Cuenta una leyenda oriental que diariamente un joven oraba diciendo:
“Señor, dame fuerzas para cambiar el mundo”
Ese muchacho lleno de ideales, pensaba que con poco esfuerzo podría transformar cuanto existiera a su alrededor. El percibía limitaciones, equivocaciones, bajezas y pecados, y juzgaba que al desatar su dinamismo, todo podría cambiar.
Al pasar los años, el joven de antaño llego a la edad madura; en ese momento su plegaria se había transformado en otra, más modesta, más humilde:
“Señor, dame fuerzas para cambiar a cuantos me rodean”

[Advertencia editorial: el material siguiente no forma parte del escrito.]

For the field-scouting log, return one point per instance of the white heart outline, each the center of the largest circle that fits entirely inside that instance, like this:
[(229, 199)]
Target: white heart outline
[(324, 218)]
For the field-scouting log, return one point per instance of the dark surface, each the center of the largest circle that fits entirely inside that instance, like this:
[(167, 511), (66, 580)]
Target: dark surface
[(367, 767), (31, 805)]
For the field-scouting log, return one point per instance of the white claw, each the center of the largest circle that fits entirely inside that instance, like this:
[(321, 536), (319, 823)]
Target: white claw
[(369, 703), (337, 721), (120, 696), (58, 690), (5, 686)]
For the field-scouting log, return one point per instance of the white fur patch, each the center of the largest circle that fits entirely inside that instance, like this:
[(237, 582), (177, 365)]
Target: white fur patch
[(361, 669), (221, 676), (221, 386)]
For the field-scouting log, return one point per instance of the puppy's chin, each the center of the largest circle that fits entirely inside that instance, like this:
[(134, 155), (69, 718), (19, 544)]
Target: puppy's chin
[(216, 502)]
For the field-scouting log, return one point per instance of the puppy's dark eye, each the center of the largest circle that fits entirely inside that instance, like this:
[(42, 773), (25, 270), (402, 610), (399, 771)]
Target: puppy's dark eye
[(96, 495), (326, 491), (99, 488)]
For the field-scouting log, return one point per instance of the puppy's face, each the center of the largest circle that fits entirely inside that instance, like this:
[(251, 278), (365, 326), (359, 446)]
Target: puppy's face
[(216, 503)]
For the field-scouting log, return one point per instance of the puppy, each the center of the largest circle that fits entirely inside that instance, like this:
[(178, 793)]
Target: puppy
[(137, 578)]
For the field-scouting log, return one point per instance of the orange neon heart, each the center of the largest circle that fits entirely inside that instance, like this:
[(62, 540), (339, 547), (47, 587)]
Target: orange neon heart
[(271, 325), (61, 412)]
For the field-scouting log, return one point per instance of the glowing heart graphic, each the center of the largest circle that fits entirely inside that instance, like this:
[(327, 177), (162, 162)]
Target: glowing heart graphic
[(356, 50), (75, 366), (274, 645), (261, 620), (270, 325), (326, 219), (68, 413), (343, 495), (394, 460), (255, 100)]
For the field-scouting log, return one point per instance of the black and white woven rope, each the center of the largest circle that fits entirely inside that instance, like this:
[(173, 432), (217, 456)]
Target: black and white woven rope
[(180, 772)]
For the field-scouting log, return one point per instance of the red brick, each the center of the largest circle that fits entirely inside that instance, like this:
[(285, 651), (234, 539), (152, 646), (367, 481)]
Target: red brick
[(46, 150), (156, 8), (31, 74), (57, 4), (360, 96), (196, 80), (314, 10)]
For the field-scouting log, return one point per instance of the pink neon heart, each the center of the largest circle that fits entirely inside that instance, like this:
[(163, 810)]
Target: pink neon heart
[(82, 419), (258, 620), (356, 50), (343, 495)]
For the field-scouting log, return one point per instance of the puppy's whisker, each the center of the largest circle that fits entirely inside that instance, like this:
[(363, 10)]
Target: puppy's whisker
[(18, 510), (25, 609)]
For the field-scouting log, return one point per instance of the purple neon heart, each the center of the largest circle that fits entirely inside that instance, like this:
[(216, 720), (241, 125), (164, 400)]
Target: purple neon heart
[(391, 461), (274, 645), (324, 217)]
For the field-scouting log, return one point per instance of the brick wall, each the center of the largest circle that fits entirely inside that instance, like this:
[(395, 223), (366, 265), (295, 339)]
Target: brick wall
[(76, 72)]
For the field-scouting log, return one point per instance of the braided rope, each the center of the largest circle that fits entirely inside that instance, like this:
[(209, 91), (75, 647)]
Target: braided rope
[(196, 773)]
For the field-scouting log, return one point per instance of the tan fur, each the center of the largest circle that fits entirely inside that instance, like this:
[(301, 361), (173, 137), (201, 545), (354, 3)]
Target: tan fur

Y sus ambiciones eran ya más reducidas, sus ideales no habían muerto, pero el se había vuelto realista: creía, a base de experiencias, conocerse y conocer cuanto le circundaba y no se creía un héroe, pero aun sentía en su espíritu un dinamismo grande. Por eso su oración se había transformado…
Pero transcurrieron los años. El hombre ya era anciano. Una cabellera blanca coronaba su frente y el caminar se había tornado inseguro.
Entonces, de los labios, medio trémulos, empezó a brotar esta petición:
“Señor, dame fuerzas para cambiar yo mismo”
Ese hombre había llegado a la plenitud y había comprendido que mientras no cambie el corazón del hombre, todos los cambios exteriores son inoperantes. Pero cuando en lo interior de uno mismo sucede la transformación, todo lo exterior se transfigura.
Al iluminarse con una luz nueva, la relación del hombre con la Divinidad, con la Naturaleza y con los demás empieza a adquirir matices desconocidos, que hacen parecer que estamos ante el descubrimiento de un nuevo mundo…
Revela este nuevo mundo, donde el cambio eres tú y el exterior no es más que el reflejo de tu interior.